The Masbatenyo people highly value their language, using it in the home, the market and at work. Another people group, Southern Sorsoganon, use Masbatenyo as a second language.

There is a high degree of literacy in the community (65%). Masbatenyo is taught in primary and secondary schools. Written materials using the Latin script include Masbatenyo newspapers and the New Testament (1993). There are also radio programs being transmitted.

This dictionary of the Masbatenyo language is a preliminary effort to compile vocabulary items together with a brief sketch of the phonology and grammar.

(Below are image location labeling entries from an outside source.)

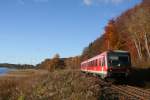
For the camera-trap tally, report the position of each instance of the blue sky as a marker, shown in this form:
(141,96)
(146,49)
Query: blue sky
(32,30)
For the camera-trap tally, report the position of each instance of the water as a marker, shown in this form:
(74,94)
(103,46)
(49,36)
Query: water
(4,70)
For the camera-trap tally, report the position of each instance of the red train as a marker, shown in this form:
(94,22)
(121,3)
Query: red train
(109,64)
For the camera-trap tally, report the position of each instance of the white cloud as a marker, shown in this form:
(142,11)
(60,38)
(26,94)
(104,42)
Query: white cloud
(90,2)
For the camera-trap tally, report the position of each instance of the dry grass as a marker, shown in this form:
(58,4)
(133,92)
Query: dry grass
(40,85)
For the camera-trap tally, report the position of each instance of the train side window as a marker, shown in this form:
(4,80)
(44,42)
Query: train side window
(96,62)
(103,61)
(100,62)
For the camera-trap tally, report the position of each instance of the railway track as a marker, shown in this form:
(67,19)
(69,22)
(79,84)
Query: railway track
(131,92)
(126,91)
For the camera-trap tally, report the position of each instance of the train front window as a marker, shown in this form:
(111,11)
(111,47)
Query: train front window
(119,60)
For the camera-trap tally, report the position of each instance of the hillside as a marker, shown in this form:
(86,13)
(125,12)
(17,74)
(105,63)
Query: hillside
(130,31)
(40,85)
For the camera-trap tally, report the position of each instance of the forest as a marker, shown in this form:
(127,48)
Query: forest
(130,31)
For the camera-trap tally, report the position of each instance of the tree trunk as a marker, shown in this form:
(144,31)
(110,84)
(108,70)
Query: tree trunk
(138,49)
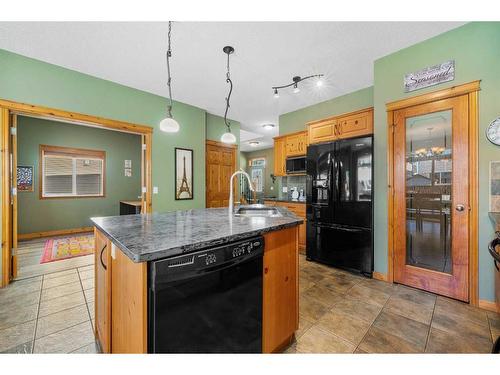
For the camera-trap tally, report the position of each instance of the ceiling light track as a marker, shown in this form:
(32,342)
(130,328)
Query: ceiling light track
(295,82)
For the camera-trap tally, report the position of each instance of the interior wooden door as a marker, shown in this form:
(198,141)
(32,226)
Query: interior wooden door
(431,197)
(220,165)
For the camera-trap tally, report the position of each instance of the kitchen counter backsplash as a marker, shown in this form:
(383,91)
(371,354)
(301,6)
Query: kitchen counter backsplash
(292,182)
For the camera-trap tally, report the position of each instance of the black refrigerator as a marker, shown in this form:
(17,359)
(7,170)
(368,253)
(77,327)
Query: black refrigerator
(339,196)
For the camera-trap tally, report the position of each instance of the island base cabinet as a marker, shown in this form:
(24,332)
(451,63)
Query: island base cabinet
(280,295)
(102,291)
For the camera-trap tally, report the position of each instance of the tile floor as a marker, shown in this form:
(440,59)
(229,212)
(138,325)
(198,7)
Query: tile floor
(51,313)
(30,253)
(339,313)
(345,313)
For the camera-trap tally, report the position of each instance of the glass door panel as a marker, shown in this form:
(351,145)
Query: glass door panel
(428,191)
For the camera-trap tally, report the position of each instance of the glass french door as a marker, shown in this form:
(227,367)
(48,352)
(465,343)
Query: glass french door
(431,201)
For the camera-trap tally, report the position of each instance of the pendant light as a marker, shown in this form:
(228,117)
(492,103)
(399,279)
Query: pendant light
(169,124)
(228,137)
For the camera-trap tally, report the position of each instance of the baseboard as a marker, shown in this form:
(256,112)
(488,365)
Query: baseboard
(379,276)
(53,233)
(489,305)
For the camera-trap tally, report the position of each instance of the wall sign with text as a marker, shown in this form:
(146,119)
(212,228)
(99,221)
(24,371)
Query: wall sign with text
(430,76)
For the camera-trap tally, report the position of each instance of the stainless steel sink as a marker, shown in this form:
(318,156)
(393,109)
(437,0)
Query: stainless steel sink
(258,210)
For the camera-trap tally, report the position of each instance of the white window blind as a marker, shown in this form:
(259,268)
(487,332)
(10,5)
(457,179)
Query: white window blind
(68,174)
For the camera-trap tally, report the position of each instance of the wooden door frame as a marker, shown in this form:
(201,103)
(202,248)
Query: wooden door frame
(470,89)
(8,108)
(234,147)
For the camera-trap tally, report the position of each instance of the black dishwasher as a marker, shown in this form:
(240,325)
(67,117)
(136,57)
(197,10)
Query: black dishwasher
(209,301)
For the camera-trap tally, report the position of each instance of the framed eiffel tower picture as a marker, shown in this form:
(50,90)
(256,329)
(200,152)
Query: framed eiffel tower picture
(183,173)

The dictionary entries have been collected over a period of 20 years (1972-1992) while the compiler was working on linguistic and translation projects in Masbate as a volunteer researcher with the Summer Institute of Linguistics.

The procedure followed in the preparation of the dictionary was to first collect texts and their translations from Masbatenyo speakers. As words were compiled, the glosses were checked with other speakers and, with their help, a wider range of English semantic equivalents was added. Information on synonyms, antonyms and more illustrative sentences were also included for each entry where possible. Finally, phonological and grammatical information about the words was added by the researcher.

Further work is also needed to expand the database of words and to complete the analysis of the semantic classes of verbs. Even so, it is our desire to make available the work done so far in the hope that it will encourage others to expand this information.

The educational researcher seeking insight into the language for the preparation of school materials can benefit from this work. It is hoped that the dictionary will also make a linguistic contribution to the study and maintenance of Philippine languages.

There are three major income-producing occupations: fishing, coconut cultivation, and cattle raising. Many words relate to these occupations. In the 16th century Chinese and Indonesian traders visited the Philippines. The Spanish also came and refueled their ships and restocked their food supplies in Masbate. The Spanish set up churches and left many cultural items and practices, resulting the infusion of new words into the Masbatenyo language. In 1898 the United States began to promote education in English all across the Philippines. Tagalog, Cebuano, and English influence the vocabulary of Masbatenyo through radio, television and movies.

A striking characteristic of Masbatenyo is the presence of competing grammatical and lexical subsystems in the language, probably brought on by the influx of settlers from surrounding major language groups who mixed in elements of their languages. As a result, many semantic concepts in Masbatenyo can be expressed by from two to five alternate words. These concepts appear to have the exact same reference but come from one or more of the five surrounding languages: Bikol, Waray-waray, Cebuano, Hiligaynon and Tagalog.

There are also some variant coexistent forms of the grammatical markers and pronouns. The laughing comment from the speakers of the language is that their language is a mixed-up language. That is why, they say, speakers from other languages have a hard time learning Masbatenyo. Masbatenyos themselves usually have a preferred choice of words in their own use of the language, but readily recognize the others and sometimes also use them.

To the knowledge of the compiler, this dictionary is only the second published work on the Masbatenyo language. There are, however, several descriptions of separate subsystems of the language in microfiche form as well as a few publications of educational and religious material in Masbatenyo (see the Bibliography).